Nous devons à Jean-Claude Dumoncel plusieurs études philosophiques remarquables. Ce petit livre est une introduction à l'Anti-Oedipe de Gilles Deleuze et Félix Guattari dans lequel est exploré les relations entre désir, plaisir et jouissance. Deleuze affirme le désir comme producteur et fait du schizophrène son témoin privilégié.

"La nature est définie par Spinoza comme un être infini , c'est-à-dire une substance composée d'une infinité d'attributs dont chacun exprime une essence éternelle et infinie. La machine dont parle Bergson, c'est un cône posé par la pointe sur un plan posé sur la pointe d'une pyramide animée.
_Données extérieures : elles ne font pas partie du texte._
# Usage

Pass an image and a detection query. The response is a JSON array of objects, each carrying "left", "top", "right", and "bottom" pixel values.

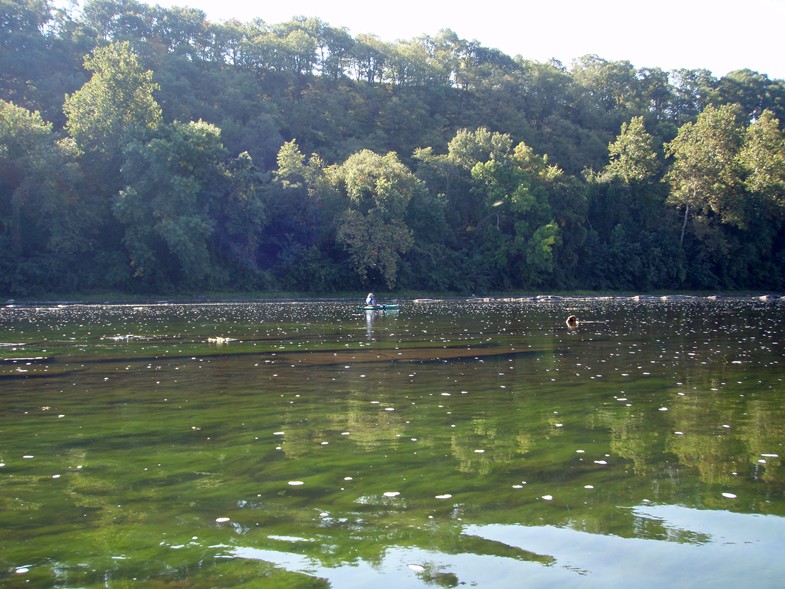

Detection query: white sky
[{"left": 149, "top": 0, "right": 785, "bottom": 79}]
Cela donne a fortiori un "homme-machine" bergsonien. Appliquons à ces représentations la méthode géométrique de Spinoza, celle qui prescrit d'étudier toute chose de même que s'il était question de corps, de plans, de lignes et de points.
Tout le système deleuzien est construit sur le paradigme de La Recherche du Temps Perdu comme roman spinoziste : les noms de lieu proustiens ("Balbec", "Venise", etc.) s'expriment dans les lieux (Balbec, Venise, etc.) où se situent les amours successives, de même que les Essences, chez Spinoza, s'expriment dans les Attributs formant la Substance. Et avec le Cône de Bergson, l'objet à double aspect devient un objet à double envergure qui peut se voir soit comme cratère de l'être (contenant "la série des êtres" ou des degrés de tension possibles) soit comme cornet de l'inconscient individuel. Ainsi la mémoire bergsonienne peut-elle, d'un côté, s'égaler (en tant que Mémoire du Monde) à la substance spinoziste (c'est-à-dire à la Nature, et finalement à Dieu) et, de l'autre, se multiplier (sous forme de mémoires personnelles) comme les modes spinozistes (dans leur dissémination sur l'Attribut Pensée).
La méthode ainsi mise en úuvre atteint selon Deleuze l'unité systématique d'une théorie de la Nature et d'une théorie de l'Homme dans l'Univers à mille plateaux : le parallélisme des Attributs (comme l'Étendue et la Pensée) déployé dans la Nature se trouve répercuté par le parallélisme des plans de conscience dans l'Inconscient bergsonien. Que rien de grand dans le monde ne se fasse sans passion ou sans désir, c'est peu. En fait c'est le monde lui-même qui se produit d'après son propre désir selon Deleuze."
Jean-Claude Dumoncel expose la thèse deuleuzienne en enchaînant trois mythes modernes, le mythe des machines célibataires comme vision de la schizophrénie, représenté par le Grand Verre de Marcel Duchamp, le mythe tragique de l'Angélus de Millet comme paradigme de la méthode paranoïa-critique, représenté par l'Oeuf de Salvador Dali, et le mythe individuel du névrosé selon Lacan comme mode d'individuation, représenté par le Cube de Francis Bacon.